Defines functions Plot_CellSR

Documented in Plot_CellSR

#' @title 
#' Plot Cell density with SR values
#' 
#' @aliases Plot_CellSR
#'  
#' @description 
#' Density based visualization tool to generate figures that give the cell 
#' density distribution with SR value distribution
#' 
#' @param Integration.l
#' Typically, it is the output from \code{InferLandmark} function
#' 
#' @param coordinates
#' Optional.

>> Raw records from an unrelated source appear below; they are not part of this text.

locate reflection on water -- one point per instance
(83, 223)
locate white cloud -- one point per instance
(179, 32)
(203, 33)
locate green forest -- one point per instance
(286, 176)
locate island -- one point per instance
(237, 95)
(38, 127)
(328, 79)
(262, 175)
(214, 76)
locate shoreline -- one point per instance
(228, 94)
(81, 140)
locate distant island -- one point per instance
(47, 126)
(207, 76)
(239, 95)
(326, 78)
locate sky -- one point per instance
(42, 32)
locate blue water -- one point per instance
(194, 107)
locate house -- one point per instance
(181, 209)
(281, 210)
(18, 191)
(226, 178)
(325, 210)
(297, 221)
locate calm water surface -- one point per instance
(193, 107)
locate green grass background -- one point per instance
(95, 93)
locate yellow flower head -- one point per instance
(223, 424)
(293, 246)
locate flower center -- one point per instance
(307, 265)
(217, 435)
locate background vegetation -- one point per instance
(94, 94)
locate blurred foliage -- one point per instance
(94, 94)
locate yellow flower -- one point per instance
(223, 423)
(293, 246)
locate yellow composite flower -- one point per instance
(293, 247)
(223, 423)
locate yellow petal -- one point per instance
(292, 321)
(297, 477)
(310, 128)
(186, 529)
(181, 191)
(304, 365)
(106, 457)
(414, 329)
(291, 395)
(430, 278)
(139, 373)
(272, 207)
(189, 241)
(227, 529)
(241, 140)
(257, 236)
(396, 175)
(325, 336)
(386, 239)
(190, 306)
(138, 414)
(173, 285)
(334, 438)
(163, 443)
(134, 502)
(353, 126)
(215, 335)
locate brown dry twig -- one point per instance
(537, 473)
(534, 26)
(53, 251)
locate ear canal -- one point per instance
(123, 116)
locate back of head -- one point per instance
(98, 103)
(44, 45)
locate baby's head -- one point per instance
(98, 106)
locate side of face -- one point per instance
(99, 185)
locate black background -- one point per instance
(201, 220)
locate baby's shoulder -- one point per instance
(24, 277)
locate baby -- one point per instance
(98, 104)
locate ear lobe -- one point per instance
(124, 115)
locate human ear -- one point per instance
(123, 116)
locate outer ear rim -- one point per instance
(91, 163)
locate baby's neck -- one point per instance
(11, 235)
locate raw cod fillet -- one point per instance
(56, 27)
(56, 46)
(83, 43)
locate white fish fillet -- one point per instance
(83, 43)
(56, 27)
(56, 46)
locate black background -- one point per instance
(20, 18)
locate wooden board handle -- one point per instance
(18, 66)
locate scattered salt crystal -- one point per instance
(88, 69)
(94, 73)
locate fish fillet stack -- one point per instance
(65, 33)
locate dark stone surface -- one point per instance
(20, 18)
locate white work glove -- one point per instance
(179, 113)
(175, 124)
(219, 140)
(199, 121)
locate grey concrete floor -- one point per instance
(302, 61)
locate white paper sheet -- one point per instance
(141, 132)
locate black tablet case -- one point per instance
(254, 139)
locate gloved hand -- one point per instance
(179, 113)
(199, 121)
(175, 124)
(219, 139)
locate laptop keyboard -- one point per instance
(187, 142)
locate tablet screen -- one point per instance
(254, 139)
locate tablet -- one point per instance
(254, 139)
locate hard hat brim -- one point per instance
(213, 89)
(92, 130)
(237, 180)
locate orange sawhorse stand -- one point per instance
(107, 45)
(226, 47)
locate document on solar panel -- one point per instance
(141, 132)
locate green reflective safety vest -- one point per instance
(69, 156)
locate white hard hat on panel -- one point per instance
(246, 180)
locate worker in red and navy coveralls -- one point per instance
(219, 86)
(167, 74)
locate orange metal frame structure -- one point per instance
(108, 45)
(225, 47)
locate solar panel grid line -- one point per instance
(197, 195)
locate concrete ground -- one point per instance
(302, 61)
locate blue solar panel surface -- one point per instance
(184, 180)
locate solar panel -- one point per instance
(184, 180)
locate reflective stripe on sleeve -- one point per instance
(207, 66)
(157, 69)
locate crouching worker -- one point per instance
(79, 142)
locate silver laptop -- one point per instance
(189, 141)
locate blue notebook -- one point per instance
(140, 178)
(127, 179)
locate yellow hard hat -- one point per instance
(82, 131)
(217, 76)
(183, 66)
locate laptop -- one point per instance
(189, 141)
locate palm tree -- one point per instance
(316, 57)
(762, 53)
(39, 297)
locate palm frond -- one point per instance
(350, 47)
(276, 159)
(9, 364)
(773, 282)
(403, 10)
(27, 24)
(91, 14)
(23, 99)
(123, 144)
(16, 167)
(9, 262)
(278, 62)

The previous reduced dimension coordinates, with rows lalabeling cells 
#' and two colums labeling reduced dimensions
#' 
#' @param num_grid
#' Number of grid points in each direction. Can be scalar or a length-2 
#' integer vector
#' 
#' @param phi
#' The angles defining the viewing direction. phi gives the colatitude
#' 
#' @param theta
#' The angles defining the viewing direction. theta gives the 
#' azimuthal direction
#' 
#' @param colpersp
#' Color palette to be used for the colvar variable, i.e. the cell density.
#' If colpersp is NULL (default) and colvar is specified, then a 
#' red-magenta-lightgray colorscheme will be used
#' 
#' @param colimage
#' Color palette to be used for the colvar variable, i.e. the SR values.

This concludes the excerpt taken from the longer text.